As described in Plotly Integration, you can embed 2D plots in the viser sidebar with synchronized time markers. Here's a practical example with additional options:

from openscvx.plotting.viser import add_animated_vector_norm_plot

# Add thrust magnitude plot with bounds and custom folder
_, update_norm = add_animated_vector_norm_plot(
    server, results, "thrust_force",
    title="Thrust Magnitude",
    bounds=(0.0, max_thrust),  # Show constraint bounds
    folder_name="Control Plots"  # Organize in GUI folder
)
if update_norm is not None:
    update_callbacks.append(update_norm)

You can add multiple plots—each appears in the sidebar and stays synchronized with the 3D animation.

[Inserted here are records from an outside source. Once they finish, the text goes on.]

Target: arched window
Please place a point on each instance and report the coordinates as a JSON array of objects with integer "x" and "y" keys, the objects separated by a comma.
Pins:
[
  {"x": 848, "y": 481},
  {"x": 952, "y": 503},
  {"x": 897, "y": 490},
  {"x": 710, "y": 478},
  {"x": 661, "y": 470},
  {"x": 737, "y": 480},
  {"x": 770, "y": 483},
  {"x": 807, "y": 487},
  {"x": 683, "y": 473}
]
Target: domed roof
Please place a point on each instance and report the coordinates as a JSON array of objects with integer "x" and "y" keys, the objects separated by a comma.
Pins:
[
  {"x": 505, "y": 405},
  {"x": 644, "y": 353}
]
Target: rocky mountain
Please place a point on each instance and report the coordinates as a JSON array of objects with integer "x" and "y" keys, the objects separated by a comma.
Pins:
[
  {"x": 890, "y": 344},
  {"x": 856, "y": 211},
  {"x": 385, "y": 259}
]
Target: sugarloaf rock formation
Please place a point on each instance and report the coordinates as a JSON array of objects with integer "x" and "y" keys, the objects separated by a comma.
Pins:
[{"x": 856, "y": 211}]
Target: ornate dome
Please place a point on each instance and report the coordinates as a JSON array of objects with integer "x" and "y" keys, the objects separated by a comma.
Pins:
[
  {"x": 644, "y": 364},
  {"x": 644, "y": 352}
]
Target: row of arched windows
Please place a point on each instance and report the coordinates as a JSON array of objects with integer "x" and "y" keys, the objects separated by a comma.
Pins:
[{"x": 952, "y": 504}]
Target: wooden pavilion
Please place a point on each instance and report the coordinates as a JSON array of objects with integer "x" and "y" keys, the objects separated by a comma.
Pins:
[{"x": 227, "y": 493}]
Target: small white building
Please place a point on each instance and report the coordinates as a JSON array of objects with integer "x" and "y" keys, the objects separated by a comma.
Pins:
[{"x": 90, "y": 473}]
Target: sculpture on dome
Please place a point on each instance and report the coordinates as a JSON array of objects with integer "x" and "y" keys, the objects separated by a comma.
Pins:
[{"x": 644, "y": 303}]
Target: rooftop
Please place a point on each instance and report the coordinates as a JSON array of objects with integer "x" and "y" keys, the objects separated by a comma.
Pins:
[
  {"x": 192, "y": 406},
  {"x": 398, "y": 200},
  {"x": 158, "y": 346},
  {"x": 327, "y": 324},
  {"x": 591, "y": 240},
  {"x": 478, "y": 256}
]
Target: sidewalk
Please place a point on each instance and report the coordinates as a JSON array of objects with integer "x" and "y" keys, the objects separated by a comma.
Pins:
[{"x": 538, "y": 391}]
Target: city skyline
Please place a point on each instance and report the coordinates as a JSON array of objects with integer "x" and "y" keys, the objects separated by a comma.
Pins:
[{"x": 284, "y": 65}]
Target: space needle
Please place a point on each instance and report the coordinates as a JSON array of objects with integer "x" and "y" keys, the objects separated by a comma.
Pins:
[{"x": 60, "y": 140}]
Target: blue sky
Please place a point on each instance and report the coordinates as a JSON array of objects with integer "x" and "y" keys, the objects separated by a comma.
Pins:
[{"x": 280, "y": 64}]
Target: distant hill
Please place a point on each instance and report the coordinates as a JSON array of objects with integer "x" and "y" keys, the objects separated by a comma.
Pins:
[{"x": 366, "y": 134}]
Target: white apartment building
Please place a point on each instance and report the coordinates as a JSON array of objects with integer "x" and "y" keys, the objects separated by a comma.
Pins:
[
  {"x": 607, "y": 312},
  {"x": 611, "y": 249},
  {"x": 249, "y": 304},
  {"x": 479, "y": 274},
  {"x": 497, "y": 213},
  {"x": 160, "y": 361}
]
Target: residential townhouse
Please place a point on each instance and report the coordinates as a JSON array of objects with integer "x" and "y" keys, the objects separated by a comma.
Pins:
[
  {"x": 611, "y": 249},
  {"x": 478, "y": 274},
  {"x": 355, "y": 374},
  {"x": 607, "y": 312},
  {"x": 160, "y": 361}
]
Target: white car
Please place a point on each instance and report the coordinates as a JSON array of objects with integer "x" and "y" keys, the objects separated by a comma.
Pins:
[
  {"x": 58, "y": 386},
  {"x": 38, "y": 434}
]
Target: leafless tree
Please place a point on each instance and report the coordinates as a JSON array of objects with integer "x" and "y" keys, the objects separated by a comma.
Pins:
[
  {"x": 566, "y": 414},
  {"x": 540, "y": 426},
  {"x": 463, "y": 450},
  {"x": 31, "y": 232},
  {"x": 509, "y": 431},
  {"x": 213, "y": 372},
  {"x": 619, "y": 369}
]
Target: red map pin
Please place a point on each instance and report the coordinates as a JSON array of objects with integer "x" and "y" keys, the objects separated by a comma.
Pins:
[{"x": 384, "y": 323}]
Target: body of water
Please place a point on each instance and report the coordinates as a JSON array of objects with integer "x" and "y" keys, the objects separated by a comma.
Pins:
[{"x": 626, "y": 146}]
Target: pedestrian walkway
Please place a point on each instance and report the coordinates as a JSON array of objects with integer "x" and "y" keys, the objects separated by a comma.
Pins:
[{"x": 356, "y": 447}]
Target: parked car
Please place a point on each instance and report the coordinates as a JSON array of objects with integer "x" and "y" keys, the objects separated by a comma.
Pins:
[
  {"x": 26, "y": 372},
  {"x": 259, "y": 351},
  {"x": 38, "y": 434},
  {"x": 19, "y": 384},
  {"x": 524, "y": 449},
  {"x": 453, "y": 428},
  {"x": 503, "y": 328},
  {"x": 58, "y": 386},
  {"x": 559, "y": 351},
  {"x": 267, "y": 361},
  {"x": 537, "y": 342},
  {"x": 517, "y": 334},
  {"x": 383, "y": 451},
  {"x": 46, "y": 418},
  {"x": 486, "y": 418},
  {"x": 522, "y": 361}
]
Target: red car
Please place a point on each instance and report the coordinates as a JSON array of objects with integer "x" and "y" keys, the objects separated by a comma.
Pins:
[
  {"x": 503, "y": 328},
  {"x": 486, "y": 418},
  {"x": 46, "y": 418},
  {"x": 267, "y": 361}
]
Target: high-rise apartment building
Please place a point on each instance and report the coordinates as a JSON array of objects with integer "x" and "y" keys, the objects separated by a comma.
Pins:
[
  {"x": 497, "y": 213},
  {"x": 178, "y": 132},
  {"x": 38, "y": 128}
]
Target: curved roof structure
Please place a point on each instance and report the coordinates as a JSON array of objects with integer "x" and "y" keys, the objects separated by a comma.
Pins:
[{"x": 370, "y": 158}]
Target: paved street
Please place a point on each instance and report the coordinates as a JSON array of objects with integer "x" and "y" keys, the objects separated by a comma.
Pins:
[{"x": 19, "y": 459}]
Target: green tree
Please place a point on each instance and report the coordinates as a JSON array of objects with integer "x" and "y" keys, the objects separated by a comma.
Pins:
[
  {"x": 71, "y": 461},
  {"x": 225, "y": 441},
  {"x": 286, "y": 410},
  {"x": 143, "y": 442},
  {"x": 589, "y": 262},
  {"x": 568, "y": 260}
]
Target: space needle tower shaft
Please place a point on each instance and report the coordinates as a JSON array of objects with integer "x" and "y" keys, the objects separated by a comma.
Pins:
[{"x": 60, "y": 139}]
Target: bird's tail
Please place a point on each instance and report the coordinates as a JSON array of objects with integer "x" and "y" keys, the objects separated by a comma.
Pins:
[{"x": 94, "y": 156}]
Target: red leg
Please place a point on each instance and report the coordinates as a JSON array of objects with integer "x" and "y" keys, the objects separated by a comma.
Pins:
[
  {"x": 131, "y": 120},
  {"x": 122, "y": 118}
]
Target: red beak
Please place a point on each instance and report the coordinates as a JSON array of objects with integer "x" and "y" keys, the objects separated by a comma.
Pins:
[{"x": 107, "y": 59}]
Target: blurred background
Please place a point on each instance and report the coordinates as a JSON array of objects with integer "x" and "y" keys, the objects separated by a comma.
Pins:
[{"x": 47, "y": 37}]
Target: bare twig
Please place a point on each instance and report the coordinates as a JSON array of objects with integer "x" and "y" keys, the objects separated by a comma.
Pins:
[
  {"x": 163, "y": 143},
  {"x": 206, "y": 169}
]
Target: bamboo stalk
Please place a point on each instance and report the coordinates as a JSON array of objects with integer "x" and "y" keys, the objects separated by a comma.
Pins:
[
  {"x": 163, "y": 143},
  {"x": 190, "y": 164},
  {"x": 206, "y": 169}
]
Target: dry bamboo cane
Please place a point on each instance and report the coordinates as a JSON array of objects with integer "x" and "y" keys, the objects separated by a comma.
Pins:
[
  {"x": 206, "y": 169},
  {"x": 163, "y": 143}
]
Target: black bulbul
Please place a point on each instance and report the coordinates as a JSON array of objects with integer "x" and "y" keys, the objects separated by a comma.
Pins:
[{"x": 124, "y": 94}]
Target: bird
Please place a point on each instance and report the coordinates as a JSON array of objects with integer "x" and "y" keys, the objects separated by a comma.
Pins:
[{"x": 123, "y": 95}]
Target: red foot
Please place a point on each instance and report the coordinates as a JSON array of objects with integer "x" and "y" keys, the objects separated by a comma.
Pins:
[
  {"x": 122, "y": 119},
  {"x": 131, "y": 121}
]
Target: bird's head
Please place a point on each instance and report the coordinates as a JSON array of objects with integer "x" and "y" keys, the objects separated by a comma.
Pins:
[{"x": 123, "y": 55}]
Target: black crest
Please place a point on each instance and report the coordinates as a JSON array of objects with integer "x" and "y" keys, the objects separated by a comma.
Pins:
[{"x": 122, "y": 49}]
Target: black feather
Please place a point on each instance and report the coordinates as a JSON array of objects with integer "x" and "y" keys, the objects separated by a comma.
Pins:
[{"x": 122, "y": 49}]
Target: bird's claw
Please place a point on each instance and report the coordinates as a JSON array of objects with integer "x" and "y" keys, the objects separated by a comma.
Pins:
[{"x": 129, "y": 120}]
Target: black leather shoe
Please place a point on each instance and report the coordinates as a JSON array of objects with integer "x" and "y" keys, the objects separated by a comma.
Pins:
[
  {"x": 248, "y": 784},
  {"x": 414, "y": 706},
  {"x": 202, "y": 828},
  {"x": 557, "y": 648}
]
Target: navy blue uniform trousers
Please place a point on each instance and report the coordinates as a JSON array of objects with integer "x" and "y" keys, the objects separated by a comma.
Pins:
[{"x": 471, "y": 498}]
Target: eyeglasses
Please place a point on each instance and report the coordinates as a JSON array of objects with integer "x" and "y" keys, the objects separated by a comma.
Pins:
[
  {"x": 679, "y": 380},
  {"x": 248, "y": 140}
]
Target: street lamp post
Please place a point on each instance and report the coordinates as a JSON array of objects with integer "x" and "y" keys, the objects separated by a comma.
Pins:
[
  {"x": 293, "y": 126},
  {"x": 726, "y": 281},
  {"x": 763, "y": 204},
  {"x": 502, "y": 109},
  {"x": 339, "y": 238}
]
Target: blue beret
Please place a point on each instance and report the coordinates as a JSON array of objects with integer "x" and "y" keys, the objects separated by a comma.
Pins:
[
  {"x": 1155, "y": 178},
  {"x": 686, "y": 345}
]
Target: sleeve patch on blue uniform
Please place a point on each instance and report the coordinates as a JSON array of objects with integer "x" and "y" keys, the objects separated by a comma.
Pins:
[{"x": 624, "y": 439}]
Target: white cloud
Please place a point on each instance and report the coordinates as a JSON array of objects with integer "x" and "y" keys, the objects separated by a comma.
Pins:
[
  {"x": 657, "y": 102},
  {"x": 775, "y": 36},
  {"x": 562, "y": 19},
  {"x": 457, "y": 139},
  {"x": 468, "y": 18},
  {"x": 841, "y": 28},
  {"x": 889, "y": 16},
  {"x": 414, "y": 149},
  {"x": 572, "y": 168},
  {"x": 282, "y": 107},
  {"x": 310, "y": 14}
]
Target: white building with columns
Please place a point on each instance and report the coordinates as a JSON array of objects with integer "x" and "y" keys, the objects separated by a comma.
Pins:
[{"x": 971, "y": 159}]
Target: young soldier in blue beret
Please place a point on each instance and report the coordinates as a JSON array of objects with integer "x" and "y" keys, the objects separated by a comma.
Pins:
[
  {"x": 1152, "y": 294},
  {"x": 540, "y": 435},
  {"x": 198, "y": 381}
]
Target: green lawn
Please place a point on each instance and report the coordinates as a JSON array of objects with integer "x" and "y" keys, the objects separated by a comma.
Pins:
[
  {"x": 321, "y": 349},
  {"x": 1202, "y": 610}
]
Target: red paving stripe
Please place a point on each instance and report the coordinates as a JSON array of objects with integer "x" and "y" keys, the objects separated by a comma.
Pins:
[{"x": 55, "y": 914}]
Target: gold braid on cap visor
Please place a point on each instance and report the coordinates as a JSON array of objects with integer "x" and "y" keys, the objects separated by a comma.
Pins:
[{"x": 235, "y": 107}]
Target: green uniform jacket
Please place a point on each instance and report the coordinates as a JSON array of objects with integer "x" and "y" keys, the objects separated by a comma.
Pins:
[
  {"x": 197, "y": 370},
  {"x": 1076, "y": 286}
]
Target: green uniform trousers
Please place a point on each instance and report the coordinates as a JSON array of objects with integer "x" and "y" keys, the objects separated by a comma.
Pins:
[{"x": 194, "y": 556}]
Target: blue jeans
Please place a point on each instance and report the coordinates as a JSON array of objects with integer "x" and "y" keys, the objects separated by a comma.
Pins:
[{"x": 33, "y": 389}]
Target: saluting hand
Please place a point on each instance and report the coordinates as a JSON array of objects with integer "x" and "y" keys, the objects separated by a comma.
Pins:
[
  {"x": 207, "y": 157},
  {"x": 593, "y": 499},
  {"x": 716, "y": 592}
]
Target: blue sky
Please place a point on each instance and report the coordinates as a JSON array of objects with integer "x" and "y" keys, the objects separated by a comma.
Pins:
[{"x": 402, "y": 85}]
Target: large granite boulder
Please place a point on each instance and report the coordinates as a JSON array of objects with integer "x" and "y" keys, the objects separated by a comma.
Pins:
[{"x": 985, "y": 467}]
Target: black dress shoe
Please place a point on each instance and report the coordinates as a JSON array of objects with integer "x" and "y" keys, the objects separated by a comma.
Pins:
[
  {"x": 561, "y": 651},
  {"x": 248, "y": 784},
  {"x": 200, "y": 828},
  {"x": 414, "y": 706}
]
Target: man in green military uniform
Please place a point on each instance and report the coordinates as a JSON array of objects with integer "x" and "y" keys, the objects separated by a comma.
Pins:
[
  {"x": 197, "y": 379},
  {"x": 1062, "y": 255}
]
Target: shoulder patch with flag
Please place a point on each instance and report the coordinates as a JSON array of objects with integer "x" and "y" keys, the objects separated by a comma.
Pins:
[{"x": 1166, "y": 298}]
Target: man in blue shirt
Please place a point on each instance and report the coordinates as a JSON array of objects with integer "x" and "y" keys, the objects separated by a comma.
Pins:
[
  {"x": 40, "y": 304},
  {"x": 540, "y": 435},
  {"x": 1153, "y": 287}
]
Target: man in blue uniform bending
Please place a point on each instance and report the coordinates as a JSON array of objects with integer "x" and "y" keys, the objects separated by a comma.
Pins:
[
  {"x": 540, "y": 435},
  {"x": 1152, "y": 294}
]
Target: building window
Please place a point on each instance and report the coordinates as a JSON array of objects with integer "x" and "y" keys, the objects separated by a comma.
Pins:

Wire Up Animation Controls

Finally, connect all the update callbacks to the animation system. This adds play/pause, a time slider, and speed controls to the GUI:

from openscvx.plotting.viser import add_animation_controls

add_animation_controls(
    server, traj_time, update_callbacks,
    loop=True  # Loop when animation reaches the end
)

Run Server

Keep the server alive so you can interact with the visualization:

server.sleep_forever()

Extending with Raw Viser

Our primitives don't lock you in. The server object is a standard viser.ViserServer, so you can freely mix our utilities with viser's native API:

# Add custom scene elements using viser directly
server.scene.add_label("/custom/label", "Mission Start", position=(0, 0, 5))
server.scene.add_box("/custom/landing_pad", dimensions=(2, 2, 0.1), position=(0, 0, 0))

# Add GUI elements
with server.gui.add_folder("Custom Controls"):
    reset_button = server.gui.add_button("Reset View")

This interoperability means you're never limited to what we anticipated—if viser can do it, you can add it. See the viser documentation for the full API.

Putting It Together

Here's the complete pattern in one place:

from openscvx.plotting.viser import (
    add_animated_trail,
    add_animated_vector_norm_plot,
    add_animation_controls,
    add_attitude_frame,
    add_gates,
    add_ghost_trajectory,
    add_thrust_vector,
    compute_velocity_colors,
    create_server,
)

# 1. Extract data
pos = results.trajectory["position"]
vel = results.trajectory["velocity"]
thrust = results.trajectory.get("thrust_force")
attitude = results.trajectory.get("attitude")
traj_time = results.trajectory["time"]
colors = compute_velocity_colors(vel)

# 2. Create server
server = create_server(pos)

# 3. Static elements
add_gates(server, gate_vertices)
add_ghost_trajectory(server, pos, colors)

# 4. Animated 3D elements
update_callbacks = []
_, cb = add_animated_trail(server, pos, colors)
update_callbacks.append(cb)
_, cb = add_attitude_frame(server, pos, attitude)
update_callbacks.append(cb)
_, cb = add_thrust_vector(server, pos, thrust, attitude=attitude, scale=0.3)
if cb: update_callbacks.append(cb)

# 5. Embedded Plotly panels (optional)
_, cb = add_animated_vector_norm_plot(server, results, "thrust_force")
if cb: update_callbacks.append(cb)

# 6. Wire up controls
add_animation_controls(server, traj_time, update_callbacks, loop=True)

# 7. Run
server.sleep_forever()

Copy this pattern, add or remove primitives as needed, and you have a custom visualization tailored to your problem.